Université Panthéon-Assas
Personne n’ignore que les armes sont un problème au sein de la communauté américaine. Voici le chiffre qui choque : depuis la mort du Président Kennedy, en 1963, il y a eu plus d’Américains tués par une arme à feu sur le territoire national dans un monde en paix que morts dans l’ensemble des guerres dans lesquelles les Etats-Unis ont été engagés.
Ce constat provient du Centre virginien pour la Sécurité publique (Virginia Center for Public Safety), un groupe qui est résolument en faveur d’une limitation du droit à posséder une arme et qui se faisait l’écho de ce qui était publié dans des tracts distribués à un meeting qui s’était tenu à Richmond, le 18 janvier 2016. Politifact, un groupe qui vérifie la parole politique, s’est penché sur cette question et son verdict est sans appel : cette affirmation est bien vraie. Environ 63 % de ces morts ont été des suicides et 33 % des homicides.
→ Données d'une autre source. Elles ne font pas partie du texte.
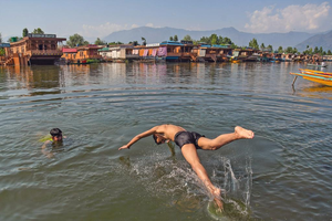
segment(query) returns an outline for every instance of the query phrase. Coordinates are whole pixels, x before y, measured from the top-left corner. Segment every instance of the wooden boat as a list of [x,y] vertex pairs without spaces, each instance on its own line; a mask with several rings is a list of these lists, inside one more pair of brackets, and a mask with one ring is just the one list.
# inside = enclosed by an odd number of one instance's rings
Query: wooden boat
[[326,67],[328,64],[319,65],[319,64],[307,64],[307,66],[314,66],[314,67]]
[[292,85],[294,85],[298,76],[303,77],[304,80],[332,86],[332,73],[329,72],[319,72],[313,70],[300,70],[300,73],[290,73],[295,75]]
Aujourd’hui, les armes à feu sont un symbole fort qui ne laisse personne indifférent aux États-Unis. Les positions se radicalisent et deviennent un enjeu politique. Ces tragédies se produisent aussi dans d’autres pays, mais pas autant qu’aux Etats-Unis. On dénombre 70 tueries de masse depuis 1982.
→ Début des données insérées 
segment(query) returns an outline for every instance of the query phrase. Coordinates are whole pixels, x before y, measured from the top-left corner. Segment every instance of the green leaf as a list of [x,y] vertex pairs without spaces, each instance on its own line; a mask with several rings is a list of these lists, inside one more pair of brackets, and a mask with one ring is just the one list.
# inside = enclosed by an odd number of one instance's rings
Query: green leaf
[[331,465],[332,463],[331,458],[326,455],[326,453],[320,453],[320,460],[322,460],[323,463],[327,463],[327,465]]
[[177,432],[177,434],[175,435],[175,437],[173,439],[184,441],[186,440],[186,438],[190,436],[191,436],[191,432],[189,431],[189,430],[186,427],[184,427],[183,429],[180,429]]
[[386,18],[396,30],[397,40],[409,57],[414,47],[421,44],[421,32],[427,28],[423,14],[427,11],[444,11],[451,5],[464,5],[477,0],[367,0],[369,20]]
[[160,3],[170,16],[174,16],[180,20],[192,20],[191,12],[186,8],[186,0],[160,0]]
Selon les statistiques les plus récentes, il y a, en moyenne, 92 décès par armes chaque jour. Les séries télévisées ont tendance à banaliser de tels chiffres, pourtant ils sont réellement effrayants. D’autant qu’il faut multiplier par deux fois ce nombre pour ceux qui ont reçu une balle mais qui ont survécu : 200 de plus. Il y a donc environ 300 personnes qui sont touchées tous les jours aux États-Unis.
Une terrible routine
Depuis l’élection de Barack Obama, en 2008, les Etats-Unis ont connu au moins vingt cas de fusillades, en ne comptant que celles du même type qu’Orlando, perpétrées par des forcenés souhaitant causer un massacre. C’est ce qui l’a poussé à qualifier la fusillade qui a eu lieu en Oregon, le 1er octobre 2015, avec un mot terrible : « C’est devenue une routine », a-t-il dit alors. En juin, déjà, un homme avait tué neuf personnes dans une église de Caroline du Sud ; en mars, un campus californien était victime d’un forcené, qui tuait sept personnes.
« Cela arrive chaque jour dans les coins les plus reculés de notre pays, » avait ajouté le président Barack Obama lors de sa conférence de presse suite à la tuerie de l’Oregon. La couverture médiatique est devenue une routine, la réponse du président est devenue une routine et la réponse de ceux qui s’opposent à tout loi de bon sens sur les armes est également devenue une routine.
La facilité à se procurer de l’armement peut expliquer une partie du lourd bilan : depuis 2008, au moins 177 personnes ont été tuées, dont une bonne part d’enfants et de jeunes étudiants. Les noms des plus célèbres tueries ébranlent notre mémoire : lycée Colombine, université Virginia Tech, Ford Hood, Binghamton, Manchester, Aurora, Oak Creek, école Sandy Hook, Charleston, Umpqua community college, San Bernardino…
A huit reprises, ce sont des universités qui ont été frappées, et à une occasion – la tuerie de Newton –, une école primaire avait été visée. C’était le 14 décembre 2012, vingt écoliers âgés de 6 à 7 ans sont tombés sous les balles d’un tueur solitaire à Newtown, dans le Connecticut, ironiquement située à une cinquantaine de kilomètres de la manufacture Colt, le célèbre fabriquant d’armes.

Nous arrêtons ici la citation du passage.